Le PLU de La Grande Motte à la loupe

 

 

Certains aspects du PLU de La Grande Motte(plan local d’urbanisme) à la loupe.

 

 

Le Plan Local d’Urbanisme (PLU) est un document d’urbanisme qui, à l’échelle d’une commune,  établit un projet global d’urbanisme et d’aménagement. Un document qui va donc permettre aux maires de transformer certaines zones de terrains non bâtis en zones constructibles.

Dans son projet de PLU, le maire envisage pour la Grande Motte la construction de 1700 logements soit une augmentation de la population d’environ 4000 habitants pour répondre, semble-t-il, à un déficit de logements sociaux et permettre à des jeunes couples d’accéder à la propriété.

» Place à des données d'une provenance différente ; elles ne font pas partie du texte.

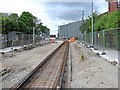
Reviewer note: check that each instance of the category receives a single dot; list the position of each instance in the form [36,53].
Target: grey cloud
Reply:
[67,10]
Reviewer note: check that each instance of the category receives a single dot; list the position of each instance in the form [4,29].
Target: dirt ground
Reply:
[20,64]
[90,70]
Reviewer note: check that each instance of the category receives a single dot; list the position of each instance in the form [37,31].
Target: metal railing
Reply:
[20,40]
[107,38]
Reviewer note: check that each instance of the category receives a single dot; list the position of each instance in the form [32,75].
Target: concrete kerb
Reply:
[36,68]
[20,48]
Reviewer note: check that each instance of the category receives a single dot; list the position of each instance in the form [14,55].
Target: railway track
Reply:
[50,74]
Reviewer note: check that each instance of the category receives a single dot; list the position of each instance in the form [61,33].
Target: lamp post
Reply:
[92,24]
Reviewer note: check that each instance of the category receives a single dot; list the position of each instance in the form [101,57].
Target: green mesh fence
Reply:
[104,38]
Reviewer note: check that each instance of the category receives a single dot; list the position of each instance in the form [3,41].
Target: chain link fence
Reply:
[107,38]
[21,40]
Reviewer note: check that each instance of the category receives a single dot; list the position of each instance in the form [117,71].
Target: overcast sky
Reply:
[53,12]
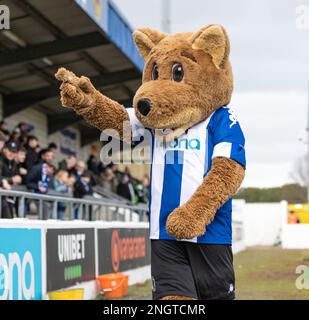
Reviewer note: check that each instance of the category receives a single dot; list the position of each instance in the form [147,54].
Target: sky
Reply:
[270,59]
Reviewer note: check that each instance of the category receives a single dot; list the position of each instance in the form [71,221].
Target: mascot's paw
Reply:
[182,224]
[75,91]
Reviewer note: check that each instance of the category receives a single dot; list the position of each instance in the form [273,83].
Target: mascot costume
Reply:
[187,86]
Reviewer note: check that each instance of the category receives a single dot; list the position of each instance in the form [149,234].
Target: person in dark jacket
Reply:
[68,165]
[82,188]
[32,156]
[9,177]
[125,188]
[8,166]
[40,180]
[20,160]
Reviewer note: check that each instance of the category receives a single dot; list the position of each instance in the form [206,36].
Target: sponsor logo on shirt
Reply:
[182,144]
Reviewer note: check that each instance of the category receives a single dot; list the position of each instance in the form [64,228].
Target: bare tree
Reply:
[300,173]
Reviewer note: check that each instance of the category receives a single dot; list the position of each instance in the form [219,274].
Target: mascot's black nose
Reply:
[144,106]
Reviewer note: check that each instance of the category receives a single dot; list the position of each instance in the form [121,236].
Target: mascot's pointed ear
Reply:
[145,39]
[214,41]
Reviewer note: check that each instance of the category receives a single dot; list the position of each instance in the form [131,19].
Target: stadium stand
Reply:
[49,145]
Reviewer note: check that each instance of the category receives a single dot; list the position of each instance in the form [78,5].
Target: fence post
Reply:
[55,205]
[40,209]
[21,207]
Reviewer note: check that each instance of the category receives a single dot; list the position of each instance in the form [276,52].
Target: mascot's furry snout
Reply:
[144,106]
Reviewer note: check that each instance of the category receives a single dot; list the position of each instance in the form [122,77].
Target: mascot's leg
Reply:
[172,277]
[176,298]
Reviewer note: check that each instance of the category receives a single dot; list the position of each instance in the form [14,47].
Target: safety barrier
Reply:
[37,257]
[101,209]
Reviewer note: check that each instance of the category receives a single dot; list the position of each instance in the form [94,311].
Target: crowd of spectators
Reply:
[26,165]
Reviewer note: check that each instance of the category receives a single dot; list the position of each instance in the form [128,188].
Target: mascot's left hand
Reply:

 Il est évident que cette augmentation de la population aura pour conséquences, entre-autre,  la création de nouveaux équipements tels crèches et écoles et infrastructures de services. Quand on sait que La Grande Motte ne dispose plus de réserve foncière on se demande bien où l’on va pouvoir encore construire de nouveaux immeubles et les nouveaux équipements nécessaires à cet accroissement de la population.

 Mais en regardant de plus près  ce fameux PLU,  dans  le document  intitulé « éléments de structuration », on observe (à la loupe) de nombreuses zones entourées de pointillés rouges ayant pour légende : zone de potentiel de densification urbaine, en clair : futures  zones  constructibles.

Ces petits pointillés, il y en a à peu près dans tous les quartiers. Pour ne citer en exemple :  le parking de la Grande Pyramide, du Fidji de l’Eden,  l’ensemble des quais du port, mais aussi le parking de super U, le parking du Ponant côté des résidences du Golf etc … Devant ces éventuels projets d’urbanisation les habitants de ces quartiers ont fait part de leur inquiétude aux élus sans obtenir de réponse précise et cohérente d’où un mécontentement général.  Les seuls  qui seraient en droit de se réjouir ce sont les promoteurs immobiliers et la municipalité qui trouve là le moyen de remplir les caisses vides par des  nouvelles recettes en vendant ces terrains.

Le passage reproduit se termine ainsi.